Book Review: Meander Spiral Explode (Design and Pattern in Narrative)

I have not read Jane Alison’s work before, but her latest — Meander Spiral Explode (Design and Pattern In Narrative) — has me curious what kind of experimentation she might do in her own fiction. Here, she leads us on an inquiry into patterns and design of stories that reach beyond the traditional narrative arc.

You know, very linear. This one:

Instead, she explores the other ways that stories might develop, and in doing so, Alison surfaces not just experimentation in fiction, but insightful ways to think about character and plot, and writing. She focuses mainly on the three aspects of her title: Meandering, Spiraling, Exploding and adds in Networking and Fractals, too.

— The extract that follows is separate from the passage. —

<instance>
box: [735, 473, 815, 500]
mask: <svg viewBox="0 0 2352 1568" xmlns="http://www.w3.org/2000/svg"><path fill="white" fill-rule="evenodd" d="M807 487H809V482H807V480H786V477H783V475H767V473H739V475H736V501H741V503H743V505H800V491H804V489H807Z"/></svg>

This is a short, simplified explanation of my take-away of her ideas:

  • Stories meander when the narrative zigs and zags, from different perspectives or different points of view, when the writer has a place to get to, but is content to take their time. In fact, time is a key element here, and Alison’s deconstruction of how a writer can use time was fascinating.
  • Stories spiral when a writer uses repeating phrases and themes, and circles back on ideas repeatedly, sometimes slightly hidden and sometimes not. A story that spirals either moves towards its core or center, or it begins there and then shifts outward, giving the reader a different way of seeing what is happening.
  • Stories explode (or are radials) when they move from a central point, but move away at different speeds of time and direction, so that there is something keeping the story solid, but the anchor is faint. The radial points of the narrative connect, if only slightly.
  • Networking, or cells, are designs in which the frame of the story’s parts are nearly identical in design – one echoes another — and each part builds with the others to create the larger narrative arc.
  • Fractal stories start at a single place — an idea or theme — and then slowly and then suddenly expand out with near mathematical certainly, so that the first piece was merely a seed for what comes next, and so on.

The book is packed with fiction excerpts that Alison uses as examples of her thinking, and these small pieces of writing were interesting to read and think about, particularly in context of her insights. As a writer, I am now thinking about a story I have been working on — and how I might reframe its design — and as a teacher of young writers, I wonder how I might introduce different story arc techniques beyond the traditional plot design we often use (the one above).

Peace (in text and beyond),
Kevin

PS — At a point in her book, Alison notes that a friend sometimes takes her writing and transforms it into pieces of music. I was curious. Then, I found this musical adaption of Meander Spiral Explode on Youtube, and it fascinates me to no end.

This is what the composer — Christopher Cerrone — wrote as text with the video:

In April 2019, my friend Tim Horvath, a novelist, texted me, “Do you know Jane Alison’s ‘Meander, Spiral, Explode’? It’s a book that focuses on unusual structural elements in novels.” I always trust Tim’s suggestions, and I tore through the book over the next few days, finding it unique and deeply insightful. I experienced what Melville called “the shock of recognition”—seeing someone describe your own efforts (in this case, an in-progress percussion concerto) without ever having seen a note of it.The three words of the title seemed to pertain specifically to each movement of my concerto. The first movement—while dramatic and intense—seems to meander through different landscapes, where the gunshot-like sound of four wooden slats morphs into marimbas and bowed vibraphones while changing volume, key, and context. The second movement (played without pause after the first) is structured like a double helix. A rising scale on two vibraphones slowly expands, speeds up, and finally blossoms into a sea of polyrhythms. As for the last movement (again played without pause): the explosion seems fairly self-evident. A single exclamation point ejects lines of 16th-notes into the ether which return, again and again, to a white-hot core. The propulsive patterns in this movement constantly shift emphasis but always maintain energy. The end of the work brings us back to the first three notes of the piece, suggesting one more shape that Jane Alison discusses in her book: a fractal. The simple shape of the opening turns out to have contained the entire form of the work to come.